В этот период я также написал научно-популярную книгу о происхождении жизни. Мы с Лесли Орджелом во время поездки на научную конференцию по проблеме связи с внеземным разумом (Communication with Extraterrestrial Intelligence, CETI), которая проводилась под Ереваном, в Советской Армении, в сентябре 1971 г., пришли к мысли, что, возможно, жизнь на Земле произошла от микроорганизмов, засланных к нам на беспилотном космическом корабле высшей цивилизацией из иного мира. К этой теории нас привели два факта. Первый – единство генетического кода, указывающее на то, что на каком-то этапе жизнь прошла сквозь популяционное бутылочное горлышко. Второй – то, что возраст Вселенной, по-видимому, вдвое с лишним превышает возраст Земли, следовательно, было достаточно времени, чтобы жизнь могла дважды пройти путь от простейших начал к высокоорганизованному разуму.

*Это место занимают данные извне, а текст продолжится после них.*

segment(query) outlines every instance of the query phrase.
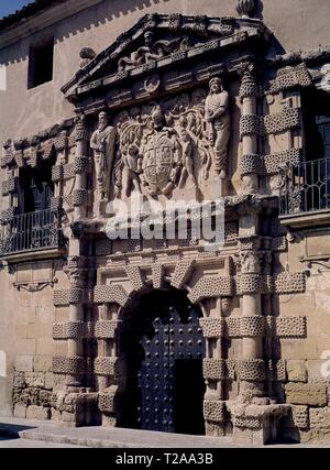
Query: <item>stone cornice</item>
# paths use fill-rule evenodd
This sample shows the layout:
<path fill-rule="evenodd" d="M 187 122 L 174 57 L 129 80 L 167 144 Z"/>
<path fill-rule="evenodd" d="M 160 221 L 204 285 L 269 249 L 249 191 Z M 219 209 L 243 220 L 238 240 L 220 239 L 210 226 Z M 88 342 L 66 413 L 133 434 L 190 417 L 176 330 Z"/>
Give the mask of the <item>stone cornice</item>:
<path fill-rule="evenodd" d="M 51 6 L 35 12 L 31 18 L 22 18 L 22 20 L 13 23 L 12 26 L 4 29 L 0 33 L 0 50 L 22 41 L 24 37 L 36 33 L 37 31 L 45 30 L 52 24 L 64 20 L 65 18 L 78 13 L 86 8 L 94 7 L 95 4 L 101 3 L 102 0 L 67 0 L 58 4 Z"/>

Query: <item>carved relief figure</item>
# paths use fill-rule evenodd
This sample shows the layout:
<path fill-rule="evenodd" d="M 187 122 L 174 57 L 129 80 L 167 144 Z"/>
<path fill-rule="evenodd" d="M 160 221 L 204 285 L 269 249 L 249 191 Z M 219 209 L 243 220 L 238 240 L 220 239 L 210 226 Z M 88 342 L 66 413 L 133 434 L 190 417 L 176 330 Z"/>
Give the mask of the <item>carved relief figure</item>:
<path fill-rule="evenodd" d="M 154 33 L 146 31 L 144 33 L 144 45 L 133 52 L 130 57 L 122 57 L 118 62 L 118 70 L 129 70 L 133 67 L 147 64 L 151 61 L 156 61 L 174 51 L 182 50 L 188 46 L 187 37 L 179 37 L 173 41 L 157 41 L 155 42 Z"/>
<path fill-rule="evenodd" d="M 90 140 L 94 150 L 97 187 L 101 200 L 109 197 L 109 179 L 114 155 L 116 129 L 109 125 L 105 111 L 99 113 L 99 125 Z"/>
<path fill-rule="evenodd" d="M 215 170 L 220 178 L 224 178 L 230 138 L 229 95 L 223 89 L 221 78 L 212 78 L 209 87 L 210 92 L 205 103 L 205 119 L 209 123 L 209 140 L 215 152 Z"/>
<path fill-rule="evenodd" d="M 205 127 L 206 90 L 121 111 L 114 123 L 119 147 L 113 165 L 116 197 L 169 194 L 200 186 L 212 161 Z"/>
<path fill-rule="evenodd" d="M 152 196 L 168 194 L 182 170 L 182 147 L 175 129 L 165 125 L 161 107 L 152 113 L 153 132 L 146 138 L 142 154 L 142 183 Z"/>
<path fill-rule="evenodd" d="M 188 121 L 187 121 L 188 124 Z M 186 127 L 183 127 L 180 130 L 180 140 L 183 147 L 183 172 L 180 176 L 179 187 L 184 186 L 185 178 L 188 176 L 187 183 L 193 186 L 197 186 L 195 175 L 194 175 L 194 160 L 193 160 L 193 138 L 187 131 Z"/>
<path fill-rule="evenodd" d="M 124 195 L 129 197 L 132 190 L 141 192 L 139 174 L 142 173 L 142 160 L 139 147 L 135 144 L 129 145 L 122 161 L 123 190 Z"/>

Мы назвали нашу теорию «направленная панспермия». Термин «панспермия», введенный в 1907 г. шведским физиком Сванте Аррениусом, означает гипотезу, что микроорганизмы прибыли на Землю из космоса и посеяли семена всей земной жизни. Мы добавили «направленная», чтобы обозначить, что кто-то целенаправленно каким-то образом отправил сюда микроорганизмы.
Когда пишешь популярную книжку о происхождении жизни, главная трудность в том, что эта проблема лежит преимущественно в сфере химии, и преимущественно органической химии. «Чайники», как правило, химию не любят. «Я всё поняла, – сказала как-то моя мама, когда я дал ей прочесть одну рецензию, – кроме этих иероглифов». Однако цель моей книги состояла не в том, чтобы решить проблему происхождения жизни, а в том, чтобы дать представление о множестве областей науки, задействованных в ее решении, от космологии и астрономии до биологии и химии.
Сам я относился и отношусь к идее направленной панспермии довольно бесстрастно – в книге даже есть объяснение, что такое хорошая теория и почему наша теория, не будучи в принципе недоказуемой, очевидным образом весьма спекулятивна. Книга вышла в 1981 г. в издательстве Simon & Schuster под заглавием «Сама жизнь» (Life Itself). Хотя я считал этот заголовок слишком фундаментальным, не соответствующим содержанию, издатель настоял на нем.
Вернемся к мозгу. Когда я впервые решил вплотную заняться его изучением, мне казалось, что с проблематикой я уже по большей части знаком, по крайней мере в общих чертах. В Кембридже я много лет общался с Хоресом Барлоу, с которым меня познакомил мой друг Георг Крайзель, математик, и в пятидесятые слышал доклад Хореса в Гарди-клубе, о лягушачьем глазе и гипотетическом «детекторе насекомых» в нем. В том же Гарди-клубе я слушал выступление Алана Ходжкина и Эндрю Хаксли, посвященное их знаменитой модели нервного импульса в аксоне кальмара. Позже я познакомился с нейрофизиологом Дэвидом Хьюбелом на небольшой конференции, проходившей в Солковском институте в 1964 г. Задача этой конференции заключалась в том, чтобы проинформировать сотрудников института о текущем положении дел в нейробиологии, на тот случай, если мы планируем у себя в институте назначения в этих областях.